Church near MFAH in Houston TX Museum District

Fountain in Paris, France
Fountain in Paris, France

It’s all related somehow. I can see that now. Picture the image.

The Lady Enchantress, Herself, slowly, thoughtfully, walking through one of the galleries in the De Young Museum. This would be the newer De Young. The tower; a haphazard sentinel, being an integral part of the whole. The epochal oxidation designed into the facade. The massive, fault-line inspired rocks installed at the front entrance. Almost within the building itself are the silent tree-ferns, descending as they are, with monumental glass between the patrons and themselves.

Of course, these would be tribute to the tree ferns growing across the street from the Victorian green house in a nearby part of The Park, near the bridge one fails to notice until you hear the jazz performers either solo or ensemble from beneath the bridge. But, I wander.

She, The Enchantress does not meander. Thoughtful, she is. And dressed in something vibrant. Perhaps scandalous; not just her outfit, but the latest artist -or at least his work, all along the walls.
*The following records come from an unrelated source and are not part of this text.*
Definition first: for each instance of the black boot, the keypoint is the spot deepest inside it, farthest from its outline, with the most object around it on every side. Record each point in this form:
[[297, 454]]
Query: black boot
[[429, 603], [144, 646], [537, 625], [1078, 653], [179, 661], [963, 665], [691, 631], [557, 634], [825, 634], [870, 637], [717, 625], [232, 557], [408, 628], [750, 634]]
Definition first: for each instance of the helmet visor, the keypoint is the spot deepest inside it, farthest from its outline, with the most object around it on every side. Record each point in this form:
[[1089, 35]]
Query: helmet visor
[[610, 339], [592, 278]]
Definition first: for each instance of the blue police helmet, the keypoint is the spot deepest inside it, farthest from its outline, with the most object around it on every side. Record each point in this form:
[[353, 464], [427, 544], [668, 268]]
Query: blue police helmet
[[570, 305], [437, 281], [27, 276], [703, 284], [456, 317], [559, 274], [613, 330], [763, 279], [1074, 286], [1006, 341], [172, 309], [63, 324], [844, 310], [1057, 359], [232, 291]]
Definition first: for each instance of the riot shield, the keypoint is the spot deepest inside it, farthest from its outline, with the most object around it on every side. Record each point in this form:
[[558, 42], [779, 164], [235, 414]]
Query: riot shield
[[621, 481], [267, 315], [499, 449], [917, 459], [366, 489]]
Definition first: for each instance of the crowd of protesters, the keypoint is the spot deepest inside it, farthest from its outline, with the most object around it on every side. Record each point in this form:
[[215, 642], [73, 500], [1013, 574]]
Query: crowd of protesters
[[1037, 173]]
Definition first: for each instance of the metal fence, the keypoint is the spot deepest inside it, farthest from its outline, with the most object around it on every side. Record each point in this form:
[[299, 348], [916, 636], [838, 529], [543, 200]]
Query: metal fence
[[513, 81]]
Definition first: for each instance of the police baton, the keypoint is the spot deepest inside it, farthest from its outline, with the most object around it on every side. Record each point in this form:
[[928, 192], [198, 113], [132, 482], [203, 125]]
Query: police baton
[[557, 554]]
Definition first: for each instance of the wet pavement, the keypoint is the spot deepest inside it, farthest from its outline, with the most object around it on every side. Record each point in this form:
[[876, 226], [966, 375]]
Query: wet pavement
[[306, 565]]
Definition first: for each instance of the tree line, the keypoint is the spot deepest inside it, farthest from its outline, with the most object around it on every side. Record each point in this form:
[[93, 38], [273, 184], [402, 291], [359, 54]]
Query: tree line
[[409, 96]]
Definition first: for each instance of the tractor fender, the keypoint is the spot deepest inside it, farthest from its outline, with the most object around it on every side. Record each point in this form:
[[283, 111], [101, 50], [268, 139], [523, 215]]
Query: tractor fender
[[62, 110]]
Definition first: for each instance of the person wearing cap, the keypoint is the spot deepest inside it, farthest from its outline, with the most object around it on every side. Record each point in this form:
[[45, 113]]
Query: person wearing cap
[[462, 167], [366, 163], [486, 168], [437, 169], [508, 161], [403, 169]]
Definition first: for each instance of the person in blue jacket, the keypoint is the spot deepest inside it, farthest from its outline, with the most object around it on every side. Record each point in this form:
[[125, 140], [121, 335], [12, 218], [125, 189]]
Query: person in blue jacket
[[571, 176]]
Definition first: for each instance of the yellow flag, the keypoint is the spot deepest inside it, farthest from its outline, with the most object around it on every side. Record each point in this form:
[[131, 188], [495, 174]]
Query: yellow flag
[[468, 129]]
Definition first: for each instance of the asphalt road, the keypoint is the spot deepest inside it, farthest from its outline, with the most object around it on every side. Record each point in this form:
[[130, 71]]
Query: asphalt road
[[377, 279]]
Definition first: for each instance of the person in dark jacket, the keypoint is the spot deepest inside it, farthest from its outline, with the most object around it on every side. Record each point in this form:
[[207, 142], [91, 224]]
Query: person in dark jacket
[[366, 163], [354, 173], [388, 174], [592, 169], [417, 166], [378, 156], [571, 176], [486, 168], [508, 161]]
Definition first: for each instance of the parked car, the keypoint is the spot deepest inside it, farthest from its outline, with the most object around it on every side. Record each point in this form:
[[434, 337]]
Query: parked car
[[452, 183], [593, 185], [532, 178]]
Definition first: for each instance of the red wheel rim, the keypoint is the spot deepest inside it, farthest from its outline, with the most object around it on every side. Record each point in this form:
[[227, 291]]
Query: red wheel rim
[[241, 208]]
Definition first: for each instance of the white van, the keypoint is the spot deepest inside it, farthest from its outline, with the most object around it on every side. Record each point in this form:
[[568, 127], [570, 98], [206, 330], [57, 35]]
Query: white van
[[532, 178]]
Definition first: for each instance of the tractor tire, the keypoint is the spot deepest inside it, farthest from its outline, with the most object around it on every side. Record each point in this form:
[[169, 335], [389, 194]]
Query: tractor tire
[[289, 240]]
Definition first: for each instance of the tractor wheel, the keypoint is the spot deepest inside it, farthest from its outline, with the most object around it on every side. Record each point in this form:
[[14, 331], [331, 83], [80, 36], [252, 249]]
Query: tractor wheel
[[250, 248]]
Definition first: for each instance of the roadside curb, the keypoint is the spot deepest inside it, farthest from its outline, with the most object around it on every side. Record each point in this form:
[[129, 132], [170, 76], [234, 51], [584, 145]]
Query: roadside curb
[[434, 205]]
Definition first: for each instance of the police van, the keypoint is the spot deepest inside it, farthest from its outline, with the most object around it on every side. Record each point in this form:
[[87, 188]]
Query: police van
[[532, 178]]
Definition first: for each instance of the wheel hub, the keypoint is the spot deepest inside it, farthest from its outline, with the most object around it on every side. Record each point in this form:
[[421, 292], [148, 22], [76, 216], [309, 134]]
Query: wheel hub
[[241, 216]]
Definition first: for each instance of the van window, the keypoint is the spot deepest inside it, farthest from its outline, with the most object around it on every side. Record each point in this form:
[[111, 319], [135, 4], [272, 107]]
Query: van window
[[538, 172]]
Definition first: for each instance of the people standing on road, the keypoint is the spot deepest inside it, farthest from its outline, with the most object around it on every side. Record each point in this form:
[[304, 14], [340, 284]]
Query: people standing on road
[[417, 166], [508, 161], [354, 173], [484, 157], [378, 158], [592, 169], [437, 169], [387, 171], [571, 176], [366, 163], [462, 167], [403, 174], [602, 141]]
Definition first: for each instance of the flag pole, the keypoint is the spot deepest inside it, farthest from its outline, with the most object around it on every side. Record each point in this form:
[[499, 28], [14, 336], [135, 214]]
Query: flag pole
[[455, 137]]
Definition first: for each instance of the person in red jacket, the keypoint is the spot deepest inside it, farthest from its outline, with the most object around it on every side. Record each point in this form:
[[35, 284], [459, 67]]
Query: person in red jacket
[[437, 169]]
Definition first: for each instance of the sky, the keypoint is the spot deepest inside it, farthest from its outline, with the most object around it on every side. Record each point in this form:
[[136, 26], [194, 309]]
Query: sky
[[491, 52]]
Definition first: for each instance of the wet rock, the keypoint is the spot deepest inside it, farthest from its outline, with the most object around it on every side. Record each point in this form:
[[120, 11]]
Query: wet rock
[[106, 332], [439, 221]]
The usual tranquility of The Golden Gate Park was disrupted by the protesters demonstrating their objection to the latest installed insult to their conservative sensibilities. The detailed still-life paintings, while ostensibly of food, seemed in their minds to be of a more erotic nature. It was maintained the food was painted in a manner to suggest sexual organs, and, sensuality. These would be the highly right-wing, and anti, anti-establishment sort. At least, for today, the large images of unborn fetuses could be left at home. The protesters had been dropped of by the bus-load upon the opening of the show of this now controversial artist. They were there in force, and, in stark contrast to the tranquil, hushed interior, occupied as it was by our Lady Enchantress, Herself -and now the late.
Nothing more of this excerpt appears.